By Tia Lynn Ivey
A gas shortage caused by the recent leak in the Colonial Pipeline, which supplies the majority of gasoline to the East Coast, has reached Madison with several local gas stations running out of fuel.
Ingles, Raceway, and The Golden Pantry have all closed their gas pumps, unsure of when the next shipment of gasoline will arrive. The local BP station is running low, and anticipates running out of gas sometime this week.
“It’s a dire situation for us,” said Bobby Meeler, Ingles manager, who noted the store was the first to run out of gas last Friday. “It’s a major problem that has obviously affected our gas business.”

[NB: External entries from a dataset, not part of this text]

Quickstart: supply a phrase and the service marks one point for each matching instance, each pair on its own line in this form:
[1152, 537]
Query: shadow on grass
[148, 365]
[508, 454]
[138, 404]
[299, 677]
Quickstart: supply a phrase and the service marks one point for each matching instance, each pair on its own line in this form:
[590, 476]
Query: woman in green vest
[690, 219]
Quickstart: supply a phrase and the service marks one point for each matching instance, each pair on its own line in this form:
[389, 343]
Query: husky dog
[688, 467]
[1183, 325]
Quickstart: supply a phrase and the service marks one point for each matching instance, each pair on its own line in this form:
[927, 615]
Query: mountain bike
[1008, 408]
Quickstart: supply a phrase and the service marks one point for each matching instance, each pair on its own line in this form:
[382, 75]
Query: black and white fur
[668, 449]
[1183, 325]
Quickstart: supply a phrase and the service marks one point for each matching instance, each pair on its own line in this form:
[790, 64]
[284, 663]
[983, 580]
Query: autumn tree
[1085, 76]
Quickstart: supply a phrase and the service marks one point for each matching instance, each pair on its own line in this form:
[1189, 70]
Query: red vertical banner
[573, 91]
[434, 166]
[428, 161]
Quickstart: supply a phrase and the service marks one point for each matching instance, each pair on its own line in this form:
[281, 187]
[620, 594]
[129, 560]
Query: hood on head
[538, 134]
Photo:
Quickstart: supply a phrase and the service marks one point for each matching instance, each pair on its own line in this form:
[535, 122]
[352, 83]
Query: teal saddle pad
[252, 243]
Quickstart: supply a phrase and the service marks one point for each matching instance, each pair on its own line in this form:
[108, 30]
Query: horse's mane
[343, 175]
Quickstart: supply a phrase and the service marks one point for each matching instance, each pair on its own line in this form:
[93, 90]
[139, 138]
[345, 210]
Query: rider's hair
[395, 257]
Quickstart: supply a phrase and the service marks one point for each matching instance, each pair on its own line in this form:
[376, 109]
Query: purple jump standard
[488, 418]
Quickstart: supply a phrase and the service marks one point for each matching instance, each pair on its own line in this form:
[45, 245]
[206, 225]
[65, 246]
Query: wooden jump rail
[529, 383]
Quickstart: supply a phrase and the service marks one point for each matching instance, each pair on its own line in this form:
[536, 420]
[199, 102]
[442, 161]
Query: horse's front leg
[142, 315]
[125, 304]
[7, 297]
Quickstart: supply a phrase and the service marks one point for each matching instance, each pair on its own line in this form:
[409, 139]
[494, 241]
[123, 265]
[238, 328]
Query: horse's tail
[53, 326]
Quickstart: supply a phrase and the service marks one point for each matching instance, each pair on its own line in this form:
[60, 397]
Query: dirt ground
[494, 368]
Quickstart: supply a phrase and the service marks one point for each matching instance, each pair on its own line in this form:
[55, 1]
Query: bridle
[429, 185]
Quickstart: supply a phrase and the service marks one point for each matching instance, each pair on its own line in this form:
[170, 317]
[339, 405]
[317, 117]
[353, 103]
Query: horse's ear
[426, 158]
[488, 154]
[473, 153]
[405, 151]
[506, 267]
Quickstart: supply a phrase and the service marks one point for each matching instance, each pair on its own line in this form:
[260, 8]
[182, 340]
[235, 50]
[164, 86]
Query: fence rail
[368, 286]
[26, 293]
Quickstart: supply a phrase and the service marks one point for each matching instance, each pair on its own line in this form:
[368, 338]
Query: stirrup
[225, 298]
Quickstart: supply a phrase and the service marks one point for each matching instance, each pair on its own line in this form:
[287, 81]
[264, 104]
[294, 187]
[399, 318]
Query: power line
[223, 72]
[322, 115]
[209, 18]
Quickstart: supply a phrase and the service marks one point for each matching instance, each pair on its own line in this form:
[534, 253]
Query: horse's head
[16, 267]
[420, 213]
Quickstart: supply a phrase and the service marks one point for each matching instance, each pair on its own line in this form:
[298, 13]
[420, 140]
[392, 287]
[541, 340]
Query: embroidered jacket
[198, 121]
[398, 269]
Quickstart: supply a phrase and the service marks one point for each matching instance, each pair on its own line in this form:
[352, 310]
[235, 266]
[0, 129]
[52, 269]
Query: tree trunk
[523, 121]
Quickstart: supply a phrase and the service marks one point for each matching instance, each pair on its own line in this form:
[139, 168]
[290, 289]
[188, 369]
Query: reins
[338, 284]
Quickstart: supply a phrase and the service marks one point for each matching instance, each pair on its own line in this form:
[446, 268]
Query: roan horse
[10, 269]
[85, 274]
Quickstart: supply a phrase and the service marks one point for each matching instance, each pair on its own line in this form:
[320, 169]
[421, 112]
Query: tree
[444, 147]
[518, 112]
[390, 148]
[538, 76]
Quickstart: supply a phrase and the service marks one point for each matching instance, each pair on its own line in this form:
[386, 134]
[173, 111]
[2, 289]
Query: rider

“The problem has only escalated as each day goes by,” said Meeler, who also noted Ingles’ gas supplier has not been able to give them a solid date on the store’s next gasoline shipment.
“Our gas sales have obviously been hit hard and there has been customer frustrations,” said Meeler. “Some people have gotten panicky, especially now that other stations are running out.”
”But when we do get it, we are not going to price gouge. When it comes in, we are going to sell it as cheaply as we can. I’m sure some independent stores will up the price, but Ingles will not do that,” added Meeler.
Raceway and The Golden Pantry do not have any assurance from their suppliers when gas will become available again.
However, the Pilot Station in Madison assures that they will not run out of gas anytime soon and that there supply shipments have not been affected by the gas shortage.
The multi-state gas shortage began when a massive underground leak was discovered in one of the main lines in the Colonial Pipeline system. The Colonial Pipleline is 5,500 miles long, running from Texas to New York. A section of the pipeline located 30 miles south of Birmingham, Alabama cracked, spilling over 250,000 gallons of oil. According to the Colonial Pipeline Company, a major section of the pipeline had to be closed to repair the damage. That particular pipeline supplies over 1.3 million gallons of fuel daily to the east coast.
Atlanta was hit hard, with numerous reports of long lines at gas pumps, higher prices for gas, and many gas stations out of gas altogether.
Georgia Governor Nathan Deal declared “a state of emergency” last week and signed executive order Monday, September 19 prohibiting gas stations from hiking fuel prices because of increased demand. According to Georgia law, gas stations can only increase the price of gas to cover increased transportation costs, not increased demand. Drivers who suspect a station is price gouging can report it to the State Consumer Protection Office. According to state press release, “The Georgia Department of Agriculture is working with our federal, state and industry partners to monitor the situation and have taken action along with the Governor’s Office to relax certain regulations in an attempt to open several alternate avenues to help resupply the Atlanta area.”
According to both the state of Georgia and Colonial Pipeline, it shouldn’t be long before gas supplies return to normal.
Colonial Pipeline released a notice Tuesday, Sept. 20 that the repair work on the pipeline is completed and expected to reopen Wednesday, Sept. 21. The pipeline firm also noted they ordered fuel from the Gulf Coast to send to outlets in some of the Southern States, including Georgia, to help replenish suffering fuel stocks.
“Construction, fabrication and positioning of the bypass segment around the leak site is complete,” reported the press release. “Colonial is in the process of executing a hydrostatic test of the segment, which is approximately 500 feet in length, to ensure its structural integrity…
Based on operational progress made to date and the anticipated schedule of work ahead, Colonial Pipeline now projects a Line 1 restart of tomorrow, Wednesday, September 21.
When Line 1 restarts, it will take several days for the fuel delivery supply chain to return to normal. As such, some markets served by Colonial Pipeline may experience, or continue to experience, intermittent service interruptions. Colonial continues to move as much gasoline, diesel and jet fuel as possible and will continue to do so until markets return to normal.”